I love to drive. I hate riding shotgun because I feel like I’m not in control. Plus that big open window they call a windshield is like a television screen for how my death could play out. Here’s a list of things in no particular order I once heard a driver say to me that I hope to never hear again.
10. “mmm snarfunkled” – WTF is snarfunkled you may ask? Turns out snarfunkled was his best attempt at saying I’m drunk. If you can’t even say I’m drunk, you’re too drunk and should not be operating a motor vehicle.
9. “Holy shit” – Does anything ever good happen when the driver says that?
8.” Holy fuck” – Same as above.
7. “Dude, we almost died” – Yes, thank you for pointing that out. Please concentrate on driving to ensure it doesn’t happen again.

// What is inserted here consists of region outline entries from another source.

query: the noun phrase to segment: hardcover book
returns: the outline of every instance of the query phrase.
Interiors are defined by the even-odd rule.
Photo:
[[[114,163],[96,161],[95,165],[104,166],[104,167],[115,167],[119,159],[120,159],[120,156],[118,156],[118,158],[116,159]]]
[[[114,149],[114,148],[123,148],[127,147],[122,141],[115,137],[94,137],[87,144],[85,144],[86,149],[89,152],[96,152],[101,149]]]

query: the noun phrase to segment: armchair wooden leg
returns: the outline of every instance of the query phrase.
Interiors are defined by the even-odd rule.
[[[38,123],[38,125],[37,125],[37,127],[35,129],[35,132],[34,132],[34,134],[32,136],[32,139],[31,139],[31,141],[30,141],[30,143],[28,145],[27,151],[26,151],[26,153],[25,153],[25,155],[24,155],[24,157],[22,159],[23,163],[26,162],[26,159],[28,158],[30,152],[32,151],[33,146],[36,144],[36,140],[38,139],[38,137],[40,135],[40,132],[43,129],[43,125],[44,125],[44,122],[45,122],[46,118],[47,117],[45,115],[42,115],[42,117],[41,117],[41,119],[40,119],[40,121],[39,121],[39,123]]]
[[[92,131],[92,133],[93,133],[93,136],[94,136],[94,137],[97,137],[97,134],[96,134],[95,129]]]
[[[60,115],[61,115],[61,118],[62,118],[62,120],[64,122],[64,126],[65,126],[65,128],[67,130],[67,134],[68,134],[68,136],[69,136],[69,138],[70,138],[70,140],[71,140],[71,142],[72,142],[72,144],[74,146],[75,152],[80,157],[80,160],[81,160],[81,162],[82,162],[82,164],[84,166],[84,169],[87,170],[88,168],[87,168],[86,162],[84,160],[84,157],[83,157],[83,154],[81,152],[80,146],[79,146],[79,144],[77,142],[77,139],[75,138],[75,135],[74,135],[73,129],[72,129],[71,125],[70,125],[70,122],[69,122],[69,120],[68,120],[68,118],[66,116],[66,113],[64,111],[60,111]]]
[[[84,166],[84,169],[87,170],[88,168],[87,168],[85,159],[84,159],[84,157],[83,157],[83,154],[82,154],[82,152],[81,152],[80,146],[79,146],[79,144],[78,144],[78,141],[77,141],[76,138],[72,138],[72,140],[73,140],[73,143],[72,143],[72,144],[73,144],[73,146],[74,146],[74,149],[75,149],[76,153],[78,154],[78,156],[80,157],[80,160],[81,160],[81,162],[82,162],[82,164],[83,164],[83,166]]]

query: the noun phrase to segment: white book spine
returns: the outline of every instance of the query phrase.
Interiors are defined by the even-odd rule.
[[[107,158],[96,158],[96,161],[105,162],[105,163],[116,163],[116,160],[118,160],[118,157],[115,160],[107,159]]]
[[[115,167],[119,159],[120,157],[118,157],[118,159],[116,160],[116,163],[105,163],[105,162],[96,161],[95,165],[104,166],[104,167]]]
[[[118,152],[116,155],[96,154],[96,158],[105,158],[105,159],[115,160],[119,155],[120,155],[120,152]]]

6. “Ehhhh” (Said in a Fonzy sort of way) - To be fair this happened before we were in the car and still at the bar. I asked the snarfunkled guy if he was designated driver and he turns around double fisting some drinks and says “Ehhhh” turns out we needed a new DD that night.
5. “This feels like a video game” – Yeah I agree, sometimes when you’re driving fast at night it does feel like a video game. The lights passing by, the lights on your gauges, whatever kind of music you’re playing on the radio. Now focus because there’s no continues if we hit game over.
4. “Grab the wheel, I need to finish my burger” - Okay why the fuck not? I’ll humour you this time, when we’re not on the highway going 100km/h though.
3. “Hold my beer, it doesn’t fit in the cup holder” - You have got to be out of your god damned mind if you think I’m gonna hang onto your beer. Then I looked and the cap was still on it.
2. “Wanna hear my Stevie Wonder impersonation?” – Yes I do, completely forgetting Stevie Wonder is blind. My asshole of a friend closes his eyes and starts bobbing his head around clapping his hands and singing, “And I just called…..to say….I love you..and I just…..” You get the idea.
1. “Look at the crunchies” – What the fuck is a crunchie and why would I want to look at them? To which I was explained, my driving instructor called pedestrians crunchies because that’s the sound they make if you hit them. I hope he was kidding.